The Commission announced the EU policies areas where criminal law measures at EU level are required, including the financial sector, the fight against fraud, the protection of the euro against counterfeiting through criminal law. In fact, last December, the European Commission adopted a Communication setting out possible ways of “Reinforcing sanctioning regimes in the financial services sector.” The Commission is therefore considering introducing criminal sanctions for violations of financial services legislation. The Commission has also recently adopted a Communication entitled “On the protection of the financial interests of the European Union by criminal law and by administrative investigations", where it noted that definitions of criminal offences, such as embezzlement or abuse of power, vary widely among the Member States as well as the sanctions applicable to those offences. Hence it intends to put forward rules concerning the definition of these criminal offences. The Commission is also planning to use Article 83 TFEU as legal basis to put forward proposals establishing rules defining criminal offences and sanctions concerning corruption.

The Commission also indicated other EU policies that might require criminal sanctions to ensure they are properly enforced, such as road transport (including serious infringements of EU social rules for professional transports), data protection, customs rules, environmental protection, fisheries policy and internal market policies. The Commission will consider rules on the definition of criminal offences and sanctions in these are areas in order to ensure the effective implementation of EU legislation. Whereas presently Member States, in most of the cases, may choose between criminal law and administrative law under future EU legislation this choice would no longer be possible. Consequently, national legislation would have to provide for the types and levels of sanctions that Brussels considers necessary to enforce EU policies.

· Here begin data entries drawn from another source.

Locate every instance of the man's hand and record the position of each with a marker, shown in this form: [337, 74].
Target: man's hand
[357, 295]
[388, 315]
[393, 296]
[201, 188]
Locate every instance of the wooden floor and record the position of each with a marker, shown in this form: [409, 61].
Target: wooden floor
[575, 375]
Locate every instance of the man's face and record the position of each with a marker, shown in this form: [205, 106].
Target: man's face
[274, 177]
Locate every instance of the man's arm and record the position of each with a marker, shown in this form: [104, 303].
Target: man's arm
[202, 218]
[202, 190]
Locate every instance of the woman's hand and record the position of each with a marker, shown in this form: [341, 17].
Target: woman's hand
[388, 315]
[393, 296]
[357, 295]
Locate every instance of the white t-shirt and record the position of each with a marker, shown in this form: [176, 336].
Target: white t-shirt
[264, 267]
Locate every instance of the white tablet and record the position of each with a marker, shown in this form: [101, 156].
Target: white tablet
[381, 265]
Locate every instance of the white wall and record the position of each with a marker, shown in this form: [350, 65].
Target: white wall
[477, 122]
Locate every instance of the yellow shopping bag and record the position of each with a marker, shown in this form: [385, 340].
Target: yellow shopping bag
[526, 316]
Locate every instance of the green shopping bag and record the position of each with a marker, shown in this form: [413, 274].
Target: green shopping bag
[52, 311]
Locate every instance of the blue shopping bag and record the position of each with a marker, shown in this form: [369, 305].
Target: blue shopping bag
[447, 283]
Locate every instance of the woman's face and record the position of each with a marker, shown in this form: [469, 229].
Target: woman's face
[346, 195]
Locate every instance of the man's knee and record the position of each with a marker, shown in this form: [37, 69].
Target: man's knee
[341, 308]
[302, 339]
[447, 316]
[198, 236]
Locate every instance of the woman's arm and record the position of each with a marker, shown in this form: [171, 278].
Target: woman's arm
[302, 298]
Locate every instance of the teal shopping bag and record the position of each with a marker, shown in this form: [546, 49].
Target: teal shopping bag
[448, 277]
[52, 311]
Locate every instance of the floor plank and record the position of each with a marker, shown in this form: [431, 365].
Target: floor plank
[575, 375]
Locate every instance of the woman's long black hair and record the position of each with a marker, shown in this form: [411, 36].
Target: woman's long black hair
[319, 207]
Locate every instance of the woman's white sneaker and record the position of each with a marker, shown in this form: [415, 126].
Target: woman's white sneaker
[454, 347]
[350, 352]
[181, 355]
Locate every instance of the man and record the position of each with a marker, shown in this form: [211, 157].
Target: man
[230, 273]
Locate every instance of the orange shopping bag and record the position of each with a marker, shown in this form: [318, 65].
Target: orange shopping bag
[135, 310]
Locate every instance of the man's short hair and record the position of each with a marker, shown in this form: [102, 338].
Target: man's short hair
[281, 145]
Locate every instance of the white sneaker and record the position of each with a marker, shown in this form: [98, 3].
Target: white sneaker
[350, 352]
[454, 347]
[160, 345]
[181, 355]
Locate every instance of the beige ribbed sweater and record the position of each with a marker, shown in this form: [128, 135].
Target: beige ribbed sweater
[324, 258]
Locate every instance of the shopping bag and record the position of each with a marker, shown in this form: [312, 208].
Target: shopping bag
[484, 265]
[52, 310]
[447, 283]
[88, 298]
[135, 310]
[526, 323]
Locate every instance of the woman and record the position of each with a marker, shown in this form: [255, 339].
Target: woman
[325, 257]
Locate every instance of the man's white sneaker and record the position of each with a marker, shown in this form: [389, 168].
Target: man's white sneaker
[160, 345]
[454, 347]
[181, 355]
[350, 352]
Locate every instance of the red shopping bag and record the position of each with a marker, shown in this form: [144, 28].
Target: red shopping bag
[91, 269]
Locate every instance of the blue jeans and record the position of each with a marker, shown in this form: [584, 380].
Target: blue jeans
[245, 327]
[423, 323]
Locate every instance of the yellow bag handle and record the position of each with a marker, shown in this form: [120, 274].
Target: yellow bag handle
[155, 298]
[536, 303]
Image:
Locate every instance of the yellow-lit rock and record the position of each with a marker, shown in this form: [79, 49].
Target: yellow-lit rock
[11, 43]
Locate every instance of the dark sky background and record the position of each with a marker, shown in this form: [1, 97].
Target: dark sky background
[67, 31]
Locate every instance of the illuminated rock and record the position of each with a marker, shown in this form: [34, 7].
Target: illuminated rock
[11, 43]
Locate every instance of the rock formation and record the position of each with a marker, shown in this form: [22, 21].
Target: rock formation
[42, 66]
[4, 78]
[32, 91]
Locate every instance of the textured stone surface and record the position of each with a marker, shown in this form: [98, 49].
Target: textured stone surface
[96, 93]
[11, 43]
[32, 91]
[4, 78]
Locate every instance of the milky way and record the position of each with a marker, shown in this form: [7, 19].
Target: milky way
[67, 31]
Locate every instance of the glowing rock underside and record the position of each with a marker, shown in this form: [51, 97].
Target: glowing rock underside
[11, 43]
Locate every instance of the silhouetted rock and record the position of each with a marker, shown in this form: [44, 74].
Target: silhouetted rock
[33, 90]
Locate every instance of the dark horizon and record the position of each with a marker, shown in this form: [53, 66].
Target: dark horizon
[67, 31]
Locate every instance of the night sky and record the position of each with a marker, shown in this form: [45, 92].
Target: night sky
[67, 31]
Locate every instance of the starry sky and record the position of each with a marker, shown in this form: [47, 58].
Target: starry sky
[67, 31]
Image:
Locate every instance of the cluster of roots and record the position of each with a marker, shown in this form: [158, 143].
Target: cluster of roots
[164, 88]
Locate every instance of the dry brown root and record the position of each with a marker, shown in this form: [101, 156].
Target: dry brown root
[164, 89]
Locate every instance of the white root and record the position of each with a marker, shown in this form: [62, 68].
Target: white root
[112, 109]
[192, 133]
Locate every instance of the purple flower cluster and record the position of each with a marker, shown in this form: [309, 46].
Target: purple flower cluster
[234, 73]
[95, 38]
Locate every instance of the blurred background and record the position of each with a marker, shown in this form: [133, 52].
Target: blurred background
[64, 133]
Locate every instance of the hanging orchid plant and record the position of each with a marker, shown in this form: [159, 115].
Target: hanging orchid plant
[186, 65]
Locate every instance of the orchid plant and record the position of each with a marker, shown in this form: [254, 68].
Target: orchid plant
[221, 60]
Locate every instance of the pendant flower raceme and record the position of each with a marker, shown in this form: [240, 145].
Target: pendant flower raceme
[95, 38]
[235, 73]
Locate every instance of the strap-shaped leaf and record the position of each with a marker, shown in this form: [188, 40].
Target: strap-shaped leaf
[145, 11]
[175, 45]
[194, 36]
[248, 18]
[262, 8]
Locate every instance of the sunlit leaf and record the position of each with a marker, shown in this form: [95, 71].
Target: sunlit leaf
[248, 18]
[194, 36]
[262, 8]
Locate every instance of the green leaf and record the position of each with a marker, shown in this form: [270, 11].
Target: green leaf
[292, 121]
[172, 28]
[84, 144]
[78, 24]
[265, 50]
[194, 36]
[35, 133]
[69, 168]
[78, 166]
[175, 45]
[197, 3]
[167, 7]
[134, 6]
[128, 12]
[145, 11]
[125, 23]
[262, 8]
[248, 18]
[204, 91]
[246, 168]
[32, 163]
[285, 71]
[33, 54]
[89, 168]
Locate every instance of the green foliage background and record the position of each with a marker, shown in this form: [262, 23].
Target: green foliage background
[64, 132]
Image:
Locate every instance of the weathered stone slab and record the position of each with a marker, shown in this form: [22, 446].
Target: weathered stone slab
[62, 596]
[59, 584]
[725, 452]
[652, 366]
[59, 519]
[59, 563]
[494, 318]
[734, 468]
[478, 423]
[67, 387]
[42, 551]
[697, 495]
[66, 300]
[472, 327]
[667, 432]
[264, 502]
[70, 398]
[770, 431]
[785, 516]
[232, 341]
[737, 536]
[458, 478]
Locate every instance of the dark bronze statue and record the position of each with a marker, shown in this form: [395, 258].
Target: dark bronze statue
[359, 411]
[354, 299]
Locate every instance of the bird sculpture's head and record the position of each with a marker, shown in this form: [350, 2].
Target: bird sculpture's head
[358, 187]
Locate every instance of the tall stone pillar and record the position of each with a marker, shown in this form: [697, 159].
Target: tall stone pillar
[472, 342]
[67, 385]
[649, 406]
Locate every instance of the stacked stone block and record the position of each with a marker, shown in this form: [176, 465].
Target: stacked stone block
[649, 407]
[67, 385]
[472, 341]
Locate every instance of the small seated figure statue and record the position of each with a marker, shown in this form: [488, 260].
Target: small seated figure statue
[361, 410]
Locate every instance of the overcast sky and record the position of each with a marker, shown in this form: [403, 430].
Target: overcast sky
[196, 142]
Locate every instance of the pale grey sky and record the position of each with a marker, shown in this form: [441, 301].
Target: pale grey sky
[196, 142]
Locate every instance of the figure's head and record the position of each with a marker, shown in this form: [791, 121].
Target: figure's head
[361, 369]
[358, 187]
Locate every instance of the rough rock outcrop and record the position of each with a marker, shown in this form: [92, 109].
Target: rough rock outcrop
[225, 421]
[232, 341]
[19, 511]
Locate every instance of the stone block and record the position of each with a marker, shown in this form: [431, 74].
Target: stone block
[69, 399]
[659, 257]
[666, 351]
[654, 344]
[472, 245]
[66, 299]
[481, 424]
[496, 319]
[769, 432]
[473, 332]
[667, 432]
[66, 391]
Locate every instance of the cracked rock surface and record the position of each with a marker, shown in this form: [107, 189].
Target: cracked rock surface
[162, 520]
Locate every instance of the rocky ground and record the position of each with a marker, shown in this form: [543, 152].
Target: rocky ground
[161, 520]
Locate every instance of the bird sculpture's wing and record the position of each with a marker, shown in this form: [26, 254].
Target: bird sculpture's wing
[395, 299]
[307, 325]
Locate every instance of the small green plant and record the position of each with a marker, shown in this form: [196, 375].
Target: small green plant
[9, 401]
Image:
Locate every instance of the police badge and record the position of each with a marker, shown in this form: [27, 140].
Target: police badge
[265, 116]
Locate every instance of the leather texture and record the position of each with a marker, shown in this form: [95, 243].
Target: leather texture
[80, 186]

According to the European Commission “There should be a common understanding on the guiding principles underlying EU criminal law legislation, such as the interpretation of basic legal concepts used in EU criminal law”, thus it will adopt a “common model language to be used in future criminal law legislation.”

The power to determine criminal liability and to impose criminal penalties is a sovereign power, which must be kept. The Member States are best placed to decide what should be criminalised. As Sajjad Karim MEP, European Conservatives and Reformists group legal affairs spokesman, said, "Defining what constitutes a crime and what penalties should apply is a fundamental issue of statehood. Unfortunately an activist ruling by the European court and the Lisbon Treaty have undermined this right." Moreover, he said that "We have seen some criminal law already passed at EU level but this should not open the floodgates to a US style system of state and federal criminal systems.” However, the European Commission is planning another “EU power grab.”